Monday, March 5, 2012

In the Blur of Battle

I think I may be becoming a workaholic.  I love my job, and I love being busy and having something to occupy my hands and my mind at all times.  When I have nothing to do, I go crazy (though my stability at the best of times is debatable), and not the fun crazy, the bad kind.  And it's not because I particularly LOVE working or because it's biblical to be industrious, it's not that at all.  It's because it numbs.

Sort of like a warrior, drowning himself in the blur of battle.  Fighting hard and fast with no room for thought only action.  With no mind to who he is, or why he's fighting. Paying no mind to how he is wounded, or how he is angry, just how he must fight, and not stop.  Because once he stops then he will have to think, take account of his injuries, and try to move on. 

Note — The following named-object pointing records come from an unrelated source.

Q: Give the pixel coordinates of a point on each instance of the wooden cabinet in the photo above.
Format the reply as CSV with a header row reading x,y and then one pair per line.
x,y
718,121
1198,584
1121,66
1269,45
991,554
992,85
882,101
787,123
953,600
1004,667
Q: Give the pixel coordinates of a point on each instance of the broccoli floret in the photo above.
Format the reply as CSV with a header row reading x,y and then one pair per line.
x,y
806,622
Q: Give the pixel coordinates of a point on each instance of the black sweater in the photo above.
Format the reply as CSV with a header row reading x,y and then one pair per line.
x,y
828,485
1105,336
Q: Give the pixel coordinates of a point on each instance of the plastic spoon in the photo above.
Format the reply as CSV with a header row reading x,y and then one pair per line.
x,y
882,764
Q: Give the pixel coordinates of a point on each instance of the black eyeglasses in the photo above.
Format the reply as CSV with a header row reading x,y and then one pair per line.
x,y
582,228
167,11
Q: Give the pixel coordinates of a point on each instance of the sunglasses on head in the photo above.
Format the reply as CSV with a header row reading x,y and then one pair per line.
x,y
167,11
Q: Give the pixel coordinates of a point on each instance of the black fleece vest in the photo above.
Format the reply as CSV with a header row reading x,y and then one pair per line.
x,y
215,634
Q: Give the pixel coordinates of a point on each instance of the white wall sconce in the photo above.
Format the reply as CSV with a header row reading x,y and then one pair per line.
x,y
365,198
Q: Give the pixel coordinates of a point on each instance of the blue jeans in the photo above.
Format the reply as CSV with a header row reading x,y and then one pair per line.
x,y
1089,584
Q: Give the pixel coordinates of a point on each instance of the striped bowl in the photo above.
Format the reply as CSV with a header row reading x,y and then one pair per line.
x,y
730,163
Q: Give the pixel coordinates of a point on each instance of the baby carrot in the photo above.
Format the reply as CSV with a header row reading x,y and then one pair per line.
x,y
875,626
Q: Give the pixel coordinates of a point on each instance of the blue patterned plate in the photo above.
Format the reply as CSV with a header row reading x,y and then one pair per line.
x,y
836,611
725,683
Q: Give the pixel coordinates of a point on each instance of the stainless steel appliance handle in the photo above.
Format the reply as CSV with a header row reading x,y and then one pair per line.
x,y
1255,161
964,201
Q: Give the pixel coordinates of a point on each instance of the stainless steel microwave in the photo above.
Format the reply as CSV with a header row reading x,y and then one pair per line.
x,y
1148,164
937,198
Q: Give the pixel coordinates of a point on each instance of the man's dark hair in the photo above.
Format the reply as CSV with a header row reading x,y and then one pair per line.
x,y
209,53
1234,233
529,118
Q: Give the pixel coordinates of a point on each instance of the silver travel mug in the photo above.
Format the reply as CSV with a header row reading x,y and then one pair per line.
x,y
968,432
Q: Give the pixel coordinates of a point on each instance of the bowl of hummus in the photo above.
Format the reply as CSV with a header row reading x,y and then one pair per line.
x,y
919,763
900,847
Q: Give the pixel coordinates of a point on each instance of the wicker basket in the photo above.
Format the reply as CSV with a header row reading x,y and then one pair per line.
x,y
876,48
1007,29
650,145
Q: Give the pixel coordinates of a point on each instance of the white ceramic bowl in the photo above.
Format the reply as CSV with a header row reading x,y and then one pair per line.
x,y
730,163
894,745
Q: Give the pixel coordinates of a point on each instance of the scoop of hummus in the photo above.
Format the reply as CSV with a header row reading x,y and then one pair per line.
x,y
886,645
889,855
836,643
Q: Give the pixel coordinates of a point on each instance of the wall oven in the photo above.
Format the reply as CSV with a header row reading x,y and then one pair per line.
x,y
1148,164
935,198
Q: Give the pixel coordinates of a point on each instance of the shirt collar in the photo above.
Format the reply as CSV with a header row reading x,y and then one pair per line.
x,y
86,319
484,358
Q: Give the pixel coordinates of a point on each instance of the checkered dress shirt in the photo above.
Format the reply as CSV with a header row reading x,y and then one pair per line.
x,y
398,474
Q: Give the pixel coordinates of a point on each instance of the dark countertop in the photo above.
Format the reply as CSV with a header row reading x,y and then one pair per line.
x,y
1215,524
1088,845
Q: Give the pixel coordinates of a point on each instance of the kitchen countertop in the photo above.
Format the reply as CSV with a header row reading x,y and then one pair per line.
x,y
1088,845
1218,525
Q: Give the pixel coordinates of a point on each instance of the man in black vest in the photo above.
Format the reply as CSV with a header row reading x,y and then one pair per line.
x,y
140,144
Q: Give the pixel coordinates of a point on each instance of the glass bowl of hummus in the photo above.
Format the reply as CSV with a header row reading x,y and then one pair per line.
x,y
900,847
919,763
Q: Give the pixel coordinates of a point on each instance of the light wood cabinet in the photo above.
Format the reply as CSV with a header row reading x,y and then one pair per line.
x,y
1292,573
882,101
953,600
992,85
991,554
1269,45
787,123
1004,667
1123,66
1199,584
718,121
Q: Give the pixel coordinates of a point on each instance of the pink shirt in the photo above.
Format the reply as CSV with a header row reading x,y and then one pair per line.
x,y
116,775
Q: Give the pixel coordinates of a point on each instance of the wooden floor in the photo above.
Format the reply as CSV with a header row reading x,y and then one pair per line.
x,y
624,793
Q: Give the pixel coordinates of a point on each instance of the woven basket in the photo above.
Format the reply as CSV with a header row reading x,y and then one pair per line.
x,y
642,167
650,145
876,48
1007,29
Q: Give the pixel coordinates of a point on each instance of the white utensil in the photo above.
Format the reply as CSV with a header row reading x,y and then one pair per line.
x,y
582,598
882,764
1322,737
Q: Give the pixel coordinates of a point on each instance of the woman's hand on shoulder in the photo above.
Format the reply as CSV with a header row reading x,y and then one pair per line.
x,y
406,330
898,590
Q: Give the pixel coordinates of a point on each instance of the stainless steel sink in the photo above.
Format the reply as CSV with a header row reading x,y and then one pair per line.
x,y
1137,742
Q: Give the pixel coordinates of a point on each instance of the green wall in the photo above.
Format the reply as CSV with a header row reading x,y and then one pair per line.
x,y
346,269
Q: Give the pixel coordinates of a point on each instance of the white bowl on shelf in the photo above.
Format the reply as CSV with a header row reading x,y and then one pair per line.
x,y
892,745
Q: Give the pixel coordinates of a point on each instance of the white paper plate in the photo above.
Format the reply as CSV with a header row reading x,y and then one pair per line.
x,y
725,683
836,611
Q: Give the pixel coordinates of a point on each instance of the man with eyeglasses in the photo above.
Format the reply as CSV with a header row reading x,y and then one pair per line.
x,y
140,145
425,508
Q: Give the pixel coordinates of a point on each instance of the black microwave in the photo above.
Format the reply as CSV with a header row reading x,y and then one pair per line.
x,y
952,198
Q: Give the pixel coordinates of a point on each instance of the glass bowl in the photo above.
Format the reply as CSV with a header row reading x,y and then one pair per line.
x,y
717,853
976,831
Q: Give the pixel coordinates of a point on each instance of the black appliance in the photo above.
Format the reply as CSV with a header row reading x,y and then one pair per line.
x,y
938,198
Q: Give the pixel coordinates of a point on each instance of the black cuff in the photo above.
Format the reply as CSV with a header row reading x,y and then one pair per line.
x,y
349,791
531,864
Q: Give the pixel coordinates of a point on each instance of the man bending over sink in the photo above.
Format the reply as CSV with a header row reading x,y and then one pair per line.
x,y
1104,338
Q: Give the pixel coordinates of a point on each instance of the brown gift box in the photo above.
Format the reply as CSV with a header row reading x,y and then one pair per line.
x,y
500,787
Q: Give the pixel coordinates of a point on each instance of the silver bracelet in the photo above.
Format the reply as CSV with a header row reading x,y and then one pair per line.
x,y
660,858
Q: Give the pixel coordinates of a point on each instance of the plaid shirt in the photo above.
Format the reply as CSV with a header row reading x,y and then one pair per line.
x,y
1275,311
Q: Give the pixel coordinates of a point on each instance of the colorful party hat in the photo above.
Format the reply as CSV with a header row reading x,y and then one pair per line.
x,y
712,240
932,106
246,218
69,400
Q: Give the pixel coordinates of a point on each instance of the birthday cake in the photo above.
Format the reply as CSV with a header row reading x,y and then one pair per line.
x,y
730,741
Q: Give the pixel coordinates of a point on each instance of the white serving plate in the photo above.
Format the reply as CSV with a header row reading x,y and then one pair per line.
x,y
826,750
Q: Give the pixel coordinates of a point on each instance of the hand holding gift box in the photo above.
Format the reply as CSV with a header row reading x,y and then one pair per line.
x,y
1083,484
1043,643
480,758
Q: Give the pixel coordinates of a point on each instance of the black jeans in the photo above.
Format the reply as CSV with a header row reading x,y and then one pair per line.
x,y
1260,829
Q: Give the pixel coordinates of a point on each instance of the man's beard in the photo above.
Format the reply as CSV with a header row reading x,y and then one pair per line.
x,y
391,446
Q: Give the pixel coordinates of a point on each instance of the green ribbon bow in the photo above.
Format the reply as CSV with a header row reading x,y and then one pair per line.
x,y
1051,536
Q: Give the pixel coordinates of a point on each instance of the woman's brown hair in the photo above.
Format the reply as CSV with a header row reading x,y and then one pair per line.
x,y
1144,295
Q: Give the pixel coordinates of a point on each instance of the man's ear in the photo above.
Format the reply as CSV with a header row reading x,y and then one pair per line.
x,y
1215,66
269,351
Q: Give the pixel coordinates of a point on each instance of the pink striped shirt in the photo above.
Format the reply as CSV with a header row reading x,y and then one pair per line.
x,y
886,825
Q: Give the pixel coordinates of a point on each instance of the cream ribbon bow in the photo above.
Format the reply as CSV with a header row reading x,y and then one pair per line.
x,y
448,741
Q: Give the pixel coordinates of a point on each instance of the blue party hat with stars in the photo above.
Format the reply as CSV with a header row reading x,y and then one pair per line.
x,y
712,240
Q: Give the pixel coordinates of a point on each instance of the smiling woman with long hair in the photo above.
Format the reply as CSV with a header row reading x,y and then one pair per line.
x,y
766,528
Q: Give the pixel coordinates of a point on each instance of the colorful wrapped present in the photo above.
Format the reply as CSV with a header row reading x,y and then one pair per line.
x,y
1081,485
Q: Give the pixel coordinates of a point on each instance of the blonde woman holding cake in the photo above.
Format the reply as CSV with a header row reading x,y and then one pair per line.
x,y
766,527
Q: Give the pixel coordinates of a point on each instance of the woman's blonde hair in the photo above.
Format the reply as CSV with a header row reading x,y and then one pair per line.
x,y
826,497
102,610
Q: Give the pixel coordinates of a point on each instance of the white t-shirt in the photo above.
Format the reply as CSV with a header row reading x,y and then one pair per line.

God brought to my attention last night, that I was very angry.  I am so good at covering things up that even I did know I was angry.  I thought about it and knew it was true.  I thought of all the people I could be angry at, people I could possibly blame for some of the things that are happening in my life.  The truth was, I was angry at God.  Angry because I stepped out in faith and He left me to fall without a safety net.  I "let go" only to loose everything and end up right back where I started, no about 3 steps behind where I started.  That was how I felt.

I looked at the moon and put God on trial in my mind.
"So what do you have to say for Yourself God?"  I asked defiantly.
As soon as the words left my lips I knew it was a complete FAIL.  I knew the answer to my own question.

God has a plan.  I don't know why He's doing what He's doing, or why He did what He did, but I don't have to.

All I have to do is believe that what I perceive as a shattered future could really be a redemptive one.

And I have to stop fighting and stop running and let God do whatever He is doing.

 I don't usually write about things this personal, especially when I haven't completely learned my lesson yet, but I had a feeling that I should.  So I did.